異常事態発生

「ふぅ……これで十四匹目っと」


 ハードキャタピラーの糸を集めはじめてから約三時間。

 あれからは、ずっとハードキャタピラーを連れて糸を集めて、その間に再生した木々をまた掘り起こして、またハードキャタピラーの糸を集めるといったことをしていた。


「あと一匹だけど……どこだ?」


 とりあえず残り一匹というところまでは順調だったんだけど、最後の一体がどうしても見つからない。


「おっ?」


 とか考えていたら普通に【索敵】に引っかかった。

 けど……


「おかしいな?なんでこんなに移動が早いんだ?」


 俺の【索敵】では、確かにそのハードキャタピラーの反応がある。


 それに、今いる場所からもそう遠くはない。

 なのに、何故かそのハードキャタピラーの動きが妙に早かった。


「人っぽい気配の反応もハードキャタピラー周辺にはないしなぁ」


 普通だったら倒すのに失敗したパーティーか個人が逃げているのかと思うだろうけど、人の気配の反応はしないからそれも違う。
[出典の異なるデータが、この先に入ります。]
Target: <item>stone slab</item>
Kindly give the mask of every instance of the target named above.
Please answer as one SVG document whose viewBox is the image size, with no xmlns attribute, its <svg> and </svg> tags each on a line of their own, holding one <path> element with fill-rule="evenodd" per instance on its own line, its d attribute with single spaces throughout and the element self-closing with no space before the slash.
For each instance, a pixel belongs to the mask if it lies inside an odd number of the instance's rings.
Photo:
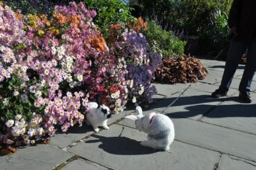
<svg viewBox="0 0 256 170">
<path fill-rule="evenodd" d="M 159 95 L 168 97 L 179 91 L 182 91 L 187 88 L 189 84 L 191 86 L 195 86 L 195 83 L 177 83 L 175 84 L 152 84 L 156 86 Z"/>
<path fill-rule="evenodd" d="M 176 94 L 174 100 L 180 94 Z M 194 89 L 188 89 L 179 98 L 175 103 L 170 107 L 162 108 L 161 106 L 155 109 L 160 112 L 164 109 L 164 114 L 172 114 L 178 116 L 189 118 L 193 120 L 200 118 L 203 114 L 209 111 L 215 105 L 220 103 L 220 98 L 212 98 L 210 97 L 211 93 L 198 91 Z M 173 97 L 173 96 L 172 96 Z M 174 100 L 173 100 L 174 99 Z M 166 98 L 163 100 L 170 100 Z M 170 101 L 169 104 L 172 103 Z M 160 109 L 161 108 L 161 109 Z"/>
<path fill-rule="evenodd" d="M 256 160 L 256 135 L 214 125 L 178 118 L 172 118 L 175 130 L 175 139 L 211 150 Z M 134 122 L 125 119 L 119 122 L 135 128 Z"/>
<path fill-rule="evenodd" d="M 38 144 L 18 150 L 0 157 L 0 169 L 12 170 L 52 169 L 74 155 L 50 144 Z"/>
<path fill-rule="evenodd" d="M 255 170 L 256 169 L 256 163 L 230 155 L 223 155 L 220 159 L 218 169 Z"/>
<path fill-rule="evenodd" d="M 241 103 L 238 95 L 221 103 L 212 110 L 202 121 L 211 124 L 256 134 L 256 100 L 251 104 Z M 251 93 L 253 98 L 256 93 Z"/>
<path fill-rule="evenodd" d="M 81 127 L 77 125 L 70 127 L 67 133 L 60 132 L 55 134 L 51 137 L 50 144 L 64 148 L 93 133 L 92 128 L 84 123 Z"/>
<path fill-rule="evenodd" d="M 113 125 L 68 151 L 113 169 L 213 169 L 220 153 L 174 141 L 170 151 L 156 151 L 140 144 L 146 134 Z"/>
<path fill-rule="evenodd" d="M 204 80 L 198 80 L 200 82 L 216 84 L 221 81 L 221 77 L 208 74 Z"/>
<path fill-rule="evenodd" d="M 108 169 L 108 168 L 102 167 L 93 162 L 85 161 L 83 159 L 77 159 L 68 162 L 63 168 L 61 168 L 61 170 L 71 169 L 103 170 Z"/>
<path fill-rule="evenodd" d="M 197 89 L 197 90 L 202 91 L 208 92 L 208 93 L 208 93 L 208 95 L 210 96 L 212 92 L 214 92 L 216 89 L 219 88 L 220 84 L 219 84 L 219 83 L 216 84 L 214 85 L 205 84 L 205 83 L 201 83 L 201 84 L 198 84 L 197 86 L 193 87 L 192 89 Z M 230 88 L 228 90 L 227 96 L 225 97 L 221 97 L 221 98 L 228 98 L 230 96 L 233 96 L 237 92 L 237 89 Z M 205 94 L 207 94 L 207 93 L 205 93 Z"/>
<path fill-rule="evenodd" d="M 255 79 L 256 76 L 254 77 L 254 79 Z M 234 89 L 238 89 L 239 87 L 239 84 L 241 79 L 242 78 L 242 76 L 239 76 L 236 78 L 233 79 L 232 82 L 230 84 L 230 88 L 234 88 Z M 251 91 L 256 91 L 256 82 L 255 81 L 252 81 L 251 84 Z"/>
<path fill-rule="evenodd" d="M 125 116 L 125 115 L 131 114 L 134 111 L 134 107 L 128 106 L 129 108 L 121 112 L 119 114 L 113 114 L 112 117 L 108 120 L 108 125 L 111 125 L 116 121 Z M 100 130 L 108 130 L 102 129 L 100 127 Z M 83 123 L 82 127 L 75 125 L 70 127 L 66 133 L 58 133 L 51 138 L 50 143 L 59 148 L 64 148 L 71 144 L 79 142 L 79 140 L 86 137 L 94 133 L 91 126 L 88 126 L 86 123 Z"/>
</svg>

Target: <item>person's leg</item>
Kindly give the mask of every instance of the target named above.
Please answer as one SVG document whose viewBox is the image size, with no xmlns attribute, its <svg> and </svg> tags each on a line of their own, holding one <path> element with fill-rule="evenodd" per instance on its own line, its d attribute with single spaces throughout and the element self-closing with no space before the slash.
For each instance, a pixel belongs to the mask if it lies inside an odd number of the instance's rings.
<svg viewBox="0 0 256 170">
<path fill-rule="evenodd" d="M 236 70 L 247 48 L 248 43 L 246 42 L 230 42 L 220 89 L 228 91 Z"/>
<path fill-rule="evenodd" d="M 219 88 L 211 94 L 211 97 L 218 98 L 227 96 L 227 92 L 229 89 L 234 75 L 247 47 L 247 43 L 230 42 L 221 84 Z"/>
<path fill-rule="evenodd" d="M 239 90 L 250 92 L 251 84 L 256 71 L 256 42 L 249 43 L 246 55 L 246 63 L 241 81 Z"/>
</svg>

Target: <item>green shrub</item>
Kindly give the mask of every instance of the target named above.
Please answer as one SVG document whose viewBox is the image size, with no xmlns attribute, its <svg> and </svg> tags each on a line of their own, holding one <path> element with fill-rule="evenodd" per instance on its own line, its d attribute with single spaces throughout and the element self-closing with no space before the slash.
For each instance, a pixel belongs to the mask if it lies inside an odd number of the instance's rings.
<svg viewBox="0 0 256 170">
<path fill-rule="evenodd" d="M 226 55 L 227 14 L 231 0 L 140 0 L 143 17 L 156 15 L 166 30 L 174 27 L 184 35 L 199 36 L 198 54 Z"/>
<path fill-rule="evenodd" d="M 164 30 L 154 20 L 147 20 L 147 29 L 142 30 L 149 47 L 163 56 L 183 55 L 186 42 L 180 40 L 172 31 Z"/>
<path fill-rule="evenodd" d="M 88 10 L 97 12 L 95 24 L 103 33 L 111 24 L 124 25 L 127 20 L 134 17 L 131 15 L 130 8 L 124 1 L 121 0 L 83 0 Z"/>
</svg>

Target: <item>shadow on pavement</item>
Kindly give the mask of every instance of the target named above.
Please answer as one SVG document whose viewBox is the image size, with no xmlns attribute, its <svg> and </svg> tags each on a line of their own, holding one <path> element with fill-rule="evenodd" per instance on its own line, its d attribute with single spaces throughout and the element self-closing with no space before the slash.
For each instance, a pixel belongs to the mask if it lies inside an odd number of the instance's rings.
<svg viewBox="0 0 256 170">
<path fill-rule="evenodd" d="M 159 100 L 157 104 L 152 104 L 150 109 L 164 109 L 176 98 L 167 98 Z M 212 104 L 215 102 L 215 104 Z M 222 103 L 221 103 L 222 102 Z M 180 111 L 177 107 L 181 107 Z M 175 107 L 173 111 L 172 107 Z M 193 97 L 181 96 L 164 112 L 168 116 L 175 114 L 183 118 L 193 117 L 202 114 L 208 118 L 225 117 L 256 117 L 256 104 L 245 104 L 238 97 L 212 98 L 209 95 L 197 95 Z M 173 118 L 177 118 L 174 116 Z"/>
<path fill-rule="evenodd" d="M 148 155 L 161 151 L 150 148 L 142 146 L 140 143 L 134 139 L 124 137 L 104 137 L 98 135 L 92 135 L 97 139 L 91 139 L 86 143 L 100 143 L 99 148 L 111 154 L 122 155 Z"/>
</svg>

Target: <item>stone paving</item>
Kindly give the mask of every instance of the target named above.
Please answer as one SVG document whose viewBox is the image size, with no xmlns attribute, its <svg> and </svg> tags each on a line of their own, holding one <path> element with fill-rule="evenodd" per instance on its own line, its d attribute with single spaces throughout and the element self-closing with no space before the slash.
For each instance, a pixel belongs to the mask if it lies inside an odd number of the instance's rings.
<svg viewBox="0 0 256 170">
<path fill-rule="evenodd" d="M 47 144 L 0 155 L 0 169 L 256 169 L 256 83 L 252 104 L 238 97 L 243 65 L 228 96 L 211 98 L 220 85 L 225 62 L 200 59 L 209 75 L 196 83 L 156 84 L 158 95 L 143 113 L 161 112 L 172 120 L 175 141 L 168 151 L 143 147 L 147 135 L 124 118 L 135 106 L 109 121 L 109 130 L 94 133 L 85 125 L 58 134 Z M 184 93 L 184 90 L 191 86 Z M 166 107 L 177 97 L 170 107 Z"/>
</svg>

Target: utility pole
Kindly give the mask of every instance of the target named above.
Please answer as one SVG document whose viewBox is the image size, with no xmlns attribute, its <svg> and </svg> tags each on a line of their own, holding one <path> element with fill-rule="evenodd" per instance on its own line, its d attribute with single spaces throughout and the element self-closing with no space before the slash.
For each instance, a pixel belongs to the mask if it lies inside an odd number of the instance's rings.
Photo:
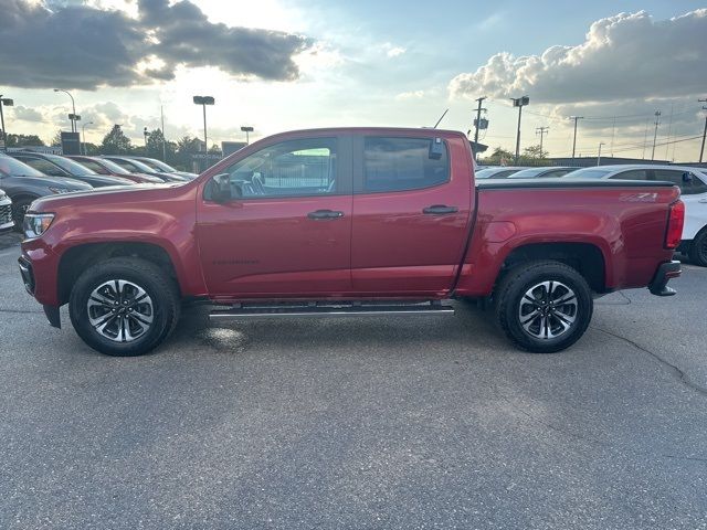
<svg viewBox="0 0 707 530">
<path fill-rule="evenodd" d="M 697 99 L 698 103 L 707 103 L 707 98 Z M 703 110 L 707 110 L 707 106 L 703 105 Z M 705 137 L 707 136 L 707 114 L 705 114 L 705 130 L 703 131 L 703 147 L 699 148 L 699 163 L 703 163 L 703 155 L 705 155 Z"/>
<path fill-rule="evenodd" d="M 535 136 L 538 136 L 538 132 L 540 134 L 540 158 L 542 158 L 542 137 L 548 134 L 548 130 L 550 130 L 549 127 L 537 127 L 535 129 Z"/>
<path fill-rule="evenodd" d="M 655 140 L 658 138 L 658 125 L 661 125 L 661 112 L 655 112 L 655 131 L 653 132 L 653 151 L 651 151 L 651 160 L 655 160 Z"/>
<path fill-rule="evenodd" d="M 11 107 L 14 105 L 14 102 L 9 97 L 2 97 L 0 94 L 0 125 L 2 126 L 2 149 L 4 152 L 8 152 L 8 131 L 4 130 L 4 116 L 2 115 L 2 107 Z"/>
<path fill-rule="evenodd" d="M 577 148 L 577 121 L 584 119 L 584 116 L 570 116 L 574 120 L 574 139 L 572 140 L 572 161 L 574 161 L 574 150 Z"/>
<path fill-rule="evenodd" d="M 162 162 L 167 162 L 167 139 L 165 138 L 165 106 L 159 106 L 159 115 L 162 120 Z"/>
<path fill-rule="evenodd" d="M 478 127 L 482 125 L 482 110 L 486 112 L 485 108 L 482 108 L 482 102 L 486 99 L 486 96 L 482 96 L 477 98 L 478 106 L 476 107 L 476 123 L 474 124 L 474 144 L 478 144 Z"/>
<path fill-rule="evenodd" d="M 518 165 L 518 159 L 520 158 L 520 116 L 523 115 L 523 107 L 530 103 L 530 98 L 528 96 L 523 97 L 511 97 L 514 107 L 518 107 L 518 132 L 516 135 L 516 166 Z"/>
</svg>

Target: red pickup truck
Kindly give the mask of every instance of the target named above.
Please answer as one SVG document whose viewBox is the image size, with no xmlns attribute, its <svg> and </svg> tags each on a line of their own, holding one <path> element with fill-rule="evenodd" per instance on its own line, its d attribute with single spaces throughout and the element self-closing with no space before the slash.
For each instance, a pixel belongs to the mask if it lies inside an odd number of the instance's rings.
<svg viewBox="0 0 707 530">
<path fill-rule="evenodd" d="M 593 298 L 675 292 L 684 205 L 669 182 L 474 181 L 464 135 L 435 129 L 286 132 L 192 182 L 35 201 L 19 259 L 60 327 L 136 356 L 186 300 L 212 319 L 437 315 L 490 299 L 518 347 L 574 343 Z"/>
</svg>

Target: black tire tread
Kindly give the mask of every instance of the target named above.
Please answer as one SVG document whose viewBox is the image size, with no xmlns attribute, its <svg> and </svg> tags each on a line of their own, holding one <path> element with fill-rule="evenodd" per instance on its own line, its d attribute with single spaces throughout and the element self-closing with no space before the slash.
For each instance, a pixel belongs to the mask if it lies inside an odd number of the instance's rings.
<svg viewBox="0 0 707 530">
<path fill-rule="evenodd" d="M 697 236 L 689 244 L 688 256 L 690 263 L 700 267 L 707 267 L 707 261 L 700 255 L 699 246 L 703 244 L 703 240 L 707 237 L 707 227 L 703 229 Z"/>
<path fill-rule="evenodd" d="M 91 340 L 91 338 L 84 337 L 81 333 L 78 322 L 76 321 L 80 318 L 75 314 L 76 312 L 75 306 L 77 303 L 76 297 L 78 296 L 81 290 L 84 288 L 83 284 L 91 283 L 95 276 L 102 275 L 106 272 L 106 269 L 113 268 L 113 267 L 115 268 L 126 267 L 126 268 L 129 268 L 133 274 L 137 274 L 148 278 L 148 280 L 152 282 L 157 286 L 157 288 L 161 292 L 161 294 L 165 295 L 166 305 L 160 310 L 162 310 L 166 314 L 167 320 L 163 322 L 163 327 L 161 331 L 157 333 L 152 338 L 152 340 L 150 340 L 149 342 L 140 343 L 138 344 L 137 348 L 133 348 L 133 349 L 105 348 L 102 342 L 94 341 L 94 340 Z M 141 356 L 155 349 L 162 341 L 165 341 L 167 337 L 169 337 L 172 333 L 172 331 L 176 329 L 177 322 L 179 321 L 180 310 L 181 310 L 179 289 L 178 289 L 178 286 L 176 285 L 176 282 L 171 277 L 165 275 L 163 271 L 161 271 L 157 265 L 146 259 L 141 259 L 139 257 L 114 257 L 110 259 L 99 262 L 88 267 L 74 284 L 74 287 L 71 292 L 68 305 L 70 305 L 70 316 L 71 316 L 72 325 L 74 326 L 74 329 L 76 329 L 76 331 L 78 332 L 80 337 L 89 347 L 94 348 L 95 350 L 102 353 L 113 356 L 113 357 Z"/>
<path fill-rule="evenodd" d="M 572 340 L 570 343 L 566 346 L 563 344 L 559 347 L 546 347 L 546 348 L 529 347 L 527 343 L 519 340 L 513 333 L 507 319 L 507 314 L 508 314 L 507 306 L 510 303 L 510 300 L 508 299 L 509 293 L 513 292 L 516 285 L 527 282 L 528 278 L 532 276 L 532 274 L 535 274 L 537 271 L 546 269 L 548 267 L 553 268 L 556 272 L 559 271 L 563 274 L 567 274 L 573 277 L 573 279 L 580 284 L 580 287 L 582 289 L 585 289 L 585 292 L 589 293 L 591 297 L 591 288 L 589 287 L 589 284 L 587 283 L 584 277 L 581 274 L 579 274 L 579 272 L 577 272 L 576 268 L 570 267 L 569 265 L 555 259 L 538 259 L 532 262 L 524 262 L 515 265 L 504 274 L 503 278 L 497 284 L 497 287 L 494 290 L 494 300 L 495 300 L 494 309 L 495 309 L 496 321 L 498 322 L 498 326 L 500 327 L 503 332 L 506 335 L 506 337 L 508 337 L 508 339 L 514 343 L 514 346 L 516 346 L 517 348 L 524 351 L 529 351 L 532 353 L 553 353 L 557 351 L 561 351 L 566 348 L 569 348 L 572 343 L 579 340 L 579 338 L 583 335 L 587 327 L 589 326 L 589 321 L 591 320 L 591 310 L 590 310 L 590 315 L 587 318 L 587 321 L 584 322 L 584 329 L 581 330 L 581 332 L 578 335 L 578 337 L 574 340 Z"/>
</svg>

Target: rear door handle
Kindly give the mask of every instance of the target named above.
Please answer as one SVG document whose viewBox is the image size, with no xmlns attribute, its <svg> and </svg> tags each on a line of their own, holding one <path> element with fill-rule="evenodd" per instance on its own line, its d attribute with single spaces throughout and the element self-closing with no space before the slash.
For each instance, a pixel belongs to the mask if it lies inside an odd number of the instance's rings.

 あとは他のハードキャタピラーの気配を感じないのと、そもそも同じ種族のモンスターどうしでは戦わないからこれも違う。


「う~ん……」


 わからない。

 何か見落としているのかと思ったけど、そんなこともない。

 実際、現在も【索敵】にもひっかかってるのは移動速度が異常に早くなってるハードキャタピラーだけだ。


「まっ、考えてても仕方がない」


 だからと言ってここで考えていても答えが出るとも思えないし……


「行動あるのみだな!」


 そう結論付けて、俺はハードキャタピラーを木々の間を抜けるように追いかけるのだった。




 ハードキャタピラーを追いかけることしばらく。


 とうとう、目的のハードキャタピラーに追いついた。

 いや、追いつきそうになったと言う方が正しいのかもしれない。


 視界に納めたハードキャタピラーは、なぜか敵がいない限りしないはずの回転での移動していた。

 そのせいで、もう少しで追いつくと言ったところで、ハードキャタピラーは急に速度を変えずに方向転換をして、この樹林のダンジョンの奥の方へ向かって行ってしまったのだ。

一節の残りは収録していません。